Als StudyScout selbst Schüler*innen Mut machen
„Günny“, die sich neben dem Studium bei der Fachschaft und dem Studierendenparlament engagiert, arbeitet seit April 2023 bei der Hochschule vor Ort als StudyScout. „Ich komme selbst aus der Nordstadt und weiß, wie es sich anfühlt, als Erste in der Familie zu studieren. Es gibt viele Jugendliche mit einem ähnlichen Lebensweg“, so die Studentin. „Meine Erfahrungen bei der Studienwahl haben mich geprägt und helfen mir, mich bei meiner Arbeit als StudyScout in die Schüler*innen hineinzuversetzen. Der persönliche Austausch mit den Jugendlichen gibt mir viel.“
Auf Augenhöhe ermöglicht „Günny“ Schüler*innen aus dem Dortmunder Norden praxisbezogene Einblicke in den Studiengang Soziale Arbeit. Bei Campus-Touren oder Workshops erfahren die Studieninteressierten nicht nur, wo sich welcher Fachbereich befindet, sondern auch, was „Günny“ selbst gerne schon vor Studienantritt gewusst hätte.

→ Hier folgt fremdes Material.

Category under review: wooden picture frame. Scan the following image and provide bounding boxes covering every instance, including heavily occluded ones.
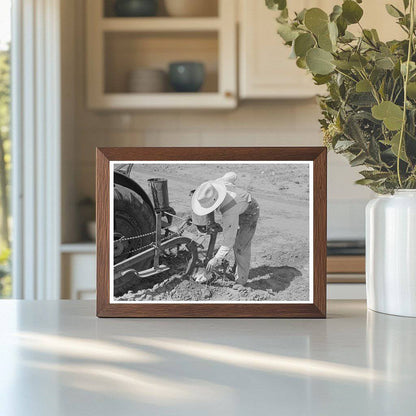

„In der Hochschule vor Ort sammle ich als StudyScout wertvolle Erfahrungen für die Zeit nach dem Studium. Jetzt stehe ich auf der anderen Seite – es ist ein schönes Gefühl, jemanden zum Nachdenken anzuregen.“
Zwei Minuten bis zum „Aha-Erlebnis"
Als StudyScout hat „Günny“ einen Schulworkshop entwickelt, in dem sich die Studieninteressierten mit ihren individuellen Ressourcen auseinandersetzen. In der Sozialen Arbeit bezeichnen Ressourcen persönliche Kraftquellen sowie soziale und materielle Schutzfaktoren. „Am Ende des Workshops merken die Schüler*innen, wie viel sie eigentlich haben: Familie, Freund*innen, Gesundheit, ein Dach über dem Kopf oder sogar ein Busticket können Ressourcen sein. In meinem Fachprojekt geht es darum, die Schüler*innen zu empowern." Empowerment ist ein Handlungskonzept der Sozialen Arbeit, das zur Lebensbewältigung an den persönlichen Stärken der Menschen ansetzt und dadurch immer wieder zum Thema im Studium wird.
„Wenn die Schüler*innen Spaß haben, ist das ein Erfolgserlebnis. Die Zwei-Minuten-Übung lockert die Stimmung bei Workshops immer auf“.
Die Schüler*innen werden in Zweier-Teams aufgeteilt. Während der eine über ein Thema seiner Wahl spricht, tut der andere – nichts. Keine Mimik, keine Gestik, kein zustimmendes Murmeln – einfach nichts. Im zweiten Durchgang werden die Rollen beibehalten, doch jetzt interagieren die Gesprächspartner*innen miteinander. Die zuhörende Person nickt, lächelt und stellt Fragen. In diesem Moment atmen die Schüler*innen erleichtert auf und „Günny“ ist beim „Aha-Erlebnis" live dabei. Auf spielerische Art und Weise erfahren die Schüler*innen, was wertschätzende Kommunikation bedeutet.
„Günnys“ Geschichte steht exemplarisch für Bildungswege, die nach der Schule nicht geradlinig verlaufen. Neue Wege einzuschlagen bedeutet, Chancen zu ergreifen und sein Leben aktiv zu gestalten. Als „Günny“ an ihrem Bildungsweg zweifelte, hat sie sich Unterstützung gesucht. Heute steht sie als Vorbild auf der anderen Seite – und macht Schüler*innen Mut.